A native summer or winter annual to biennial weed common everywhere on cultivated land, waysides and waste places. It is widely distributed and grows on most soils, sometimes in large numbers. Shepherd’s purse is a common garden weed. It has been called the second commonest flowering plant on Earth. In early surveys of Bedfordshire, Norfolk and Hertfordshire, shepherd’s purse was common and universally distributed on all soils but was probably most frequent on light and sandy land. It is infrequent on grassland except in bare areas and is absent from wetland. Shepherd’s purse is adapted to a wide climate range and will grow in sun or shade. Shepherd’s purse has been recorded up to 1,750 ft in the UK.


Flowering and fruiting occur throughout the year but are most frequent from May to October. There are 10-12 seeds per capsule and an average of 4,500 seeds per plant, although much higher numbers have been recorded. Seed size varies considerably both within and between populations. Plants growing in adverse conditions produce fewer but larger seeds. Flower spikes cut prematurely produce viable seeds from the large unripe seed capsules but not from smaller fruits.

Seeds from both dead-ripe and green capsules require a period of after-ripening before they will germinate. A period of stratification followed by exposure to light is needed to relieve dormancy and promote germination. The temperature during after-ripening can affect the temperatures at which seeds will germinate.

Persistence and Spread

Seed buried in soil can remain viable for 35 years or longer. In a succession of autumn crops over a 3-4 year period, in fields ploughed annually, the annual decline of shepherd.

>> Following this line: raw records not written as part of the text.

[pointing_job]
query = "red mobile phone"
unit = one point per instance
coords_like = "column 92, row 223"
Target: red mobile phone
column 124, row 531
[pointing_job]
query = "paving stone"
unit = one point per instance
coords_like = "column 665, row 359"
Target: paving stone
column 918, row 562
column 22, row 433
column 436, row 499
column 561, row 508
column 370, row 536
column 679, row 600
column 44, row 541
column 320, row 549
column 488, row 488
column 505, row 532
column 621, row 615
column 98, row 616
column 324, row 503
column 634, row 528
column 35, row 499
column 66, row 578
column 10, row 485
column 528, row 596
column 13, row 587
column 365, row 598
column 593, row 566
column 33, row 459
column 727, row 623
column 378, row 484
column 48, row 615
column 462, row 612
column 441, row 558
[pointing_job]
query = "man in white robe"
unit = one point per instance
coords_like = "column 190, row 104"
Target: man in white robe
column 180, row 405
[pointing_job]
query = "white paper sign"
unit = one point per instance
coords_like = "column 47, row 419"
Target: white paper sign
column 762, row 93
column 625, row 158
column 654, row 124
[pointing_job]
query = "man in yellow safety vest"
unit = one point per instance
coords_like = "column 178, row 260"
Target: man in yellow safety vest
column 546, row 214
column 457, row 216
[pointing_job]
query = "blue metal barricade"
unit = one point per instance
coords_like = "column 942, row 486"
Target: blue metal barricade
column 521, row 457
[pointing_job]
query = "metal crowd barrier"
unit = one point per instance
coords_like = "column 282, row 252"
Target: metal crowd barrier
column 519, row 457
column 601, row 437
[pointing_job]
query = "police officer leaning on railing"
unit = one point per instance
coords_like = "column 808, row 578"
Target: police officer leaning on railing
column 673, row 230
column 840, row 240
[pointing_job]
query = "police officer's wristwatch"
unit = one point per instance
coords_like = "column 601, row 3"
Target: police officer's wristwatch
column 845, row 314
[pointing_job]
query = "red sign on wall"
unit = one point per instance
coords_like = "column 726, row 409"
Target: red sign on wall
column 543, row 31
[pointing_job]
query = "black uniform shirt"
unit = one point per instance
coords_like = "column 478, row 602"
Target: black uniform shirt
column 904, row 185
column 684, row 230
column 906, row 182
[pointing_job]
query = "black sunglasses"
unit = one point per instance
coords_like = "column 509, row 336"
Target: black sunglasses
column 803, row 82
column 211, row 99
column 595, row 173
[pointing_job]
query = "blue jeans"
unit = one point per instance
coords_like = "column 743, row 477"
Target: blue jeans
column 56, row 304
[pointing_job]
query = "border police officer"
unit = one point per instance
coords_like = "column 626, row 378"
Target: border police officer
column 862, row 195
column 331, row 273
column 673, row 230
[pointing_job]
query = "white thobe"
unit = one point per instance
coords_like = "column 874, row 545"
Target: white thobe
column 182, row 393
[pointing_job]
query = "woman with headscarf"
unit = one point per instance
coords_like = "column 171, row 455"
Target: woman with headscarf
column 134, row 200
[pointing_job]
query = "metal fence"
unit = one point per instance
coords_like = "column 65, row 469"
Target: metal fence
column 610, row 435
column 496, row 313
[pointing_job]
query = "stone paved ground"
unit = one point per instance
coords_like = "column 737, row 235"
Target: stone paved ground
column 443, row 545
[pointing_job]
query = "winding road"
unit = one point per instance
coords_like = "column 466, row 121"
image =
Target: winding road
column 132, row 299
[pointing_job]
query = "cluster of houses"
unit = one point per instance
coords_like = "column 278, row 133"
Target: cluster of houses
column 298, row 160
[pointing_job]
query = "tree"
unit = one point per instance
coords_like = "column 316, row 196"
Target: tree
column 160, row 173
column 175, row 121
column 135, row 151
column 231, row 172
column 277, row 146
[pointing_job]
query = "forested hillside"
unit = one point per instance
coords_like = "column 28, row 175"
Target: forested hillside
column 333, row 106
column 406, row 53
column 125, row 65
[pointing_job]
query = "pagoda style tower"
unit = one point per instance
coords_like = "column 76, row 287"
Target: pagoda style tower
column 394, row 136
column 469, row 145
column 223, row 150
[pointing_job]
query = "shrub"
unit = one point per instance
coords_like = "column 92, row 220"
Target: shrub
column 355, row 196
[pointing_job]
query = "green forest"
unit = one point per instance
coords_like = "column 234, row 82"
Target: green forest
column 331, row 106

Control is by repeated surface tillage, and by the cultivations normally used in root crops to deal with tap-rooted weeds. Fewer seedlings emerge from a seedbed with larger clods of soil than from a fine seedbed. It is important to prevent flowering and seeding. The introduction of seeds in manure or contaminated crop seed should be guarded against too.

Stubble cleaning can be an effective way of reducing seed numbers in soil. The surface soil is cultivated to a depth of 5 cm at 14-day intervals. Fallowing has little effect on seed numbers in soil in the short or the long term. In reduced tillage systems seed numbers increase in the upper 15 cm of soil.

Seedlings with 2-6 leaves are tolerant of flame weeding.